Hey, who are we having for dinner?
“Who’s coming to eat with us” or “who’s coming over for dinner” sound better. Still, the fact remains that dinner is oftentimes not thought of as a human experience but as an act of eating. “Who are we having for dinner” implies “who are eating for dinner” more than “who is dining with us.” Dinner is all about what you eat.
Corey Mintz addresses this issue in his article “In the End, It’s Not About the Food”. He talks about what it means to be a good dinner host in general (but he references Thanksgiving dinner mostly).
The main point of the article, as the title suggests, is that being a good host is about entertaining guests and giving them a good experience. He criticizes the norm of dinner being all about what the actual meal is, how it is prepared, and whether it’s good or not. It is fairly common that the quality of the cooking determines the host’s success in entertaining, and he argues that this shouldn’t be the case.

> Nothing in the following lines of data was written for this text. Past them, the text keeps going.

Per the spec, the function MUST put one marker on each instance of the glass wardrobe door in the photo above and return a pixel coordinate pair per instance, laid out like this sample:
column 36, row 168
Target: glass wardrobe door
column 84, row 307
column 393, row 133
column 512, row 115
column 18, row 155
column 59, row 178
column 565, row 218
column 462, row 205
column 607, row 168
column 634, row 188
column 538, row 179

Well, think about the following question:
Which Thanksgiving dinner would you rather have?
It’s safe to say that (a) looks a lot more appetizing. Mintz article brings up very good points, and I’ll be sure to rationalize my lack of culinary skills with his argument next time I have guests.
However, the fact remains that people love food. More importantly, people love GOOD food.
Regardless of what the host feeds his guests, guests will shower their host with praise and appreciation. So, I guess you’ll never know whether or not that pinch of imported pepper actually made your dish a culinary masterpiece. People will say what you want to hear (disregarding the family members and friends with no emotional awareness and regard).
With that in mind, even if guests do not express their dissatisfaction with the overcooked fish, they are still dissatisfied. Enjoying the food is important. Mintz makes a good point about people being important. Nobody is arguing with that, but that doesn’t mean that food is irrelevant.
Could you imagine putting up with the craziness of extended family without engaging in boundless, shameless gluttony at the end of it all? Seeing family and friends is nice, but so is eating a great meal with them. Those two things are not mutually exclusive. One of the best feelings in the world is sitting around a table with the people you care about enjoying great food and great conversation. Food is a social lubricant and a medium of communication and exultation.
So, do the guests matter?
Do you’re guests enjoy being entertained?
And should you care about what you make them?
Food isn’t EVERYTHING in hosting people… but it’s pretty important.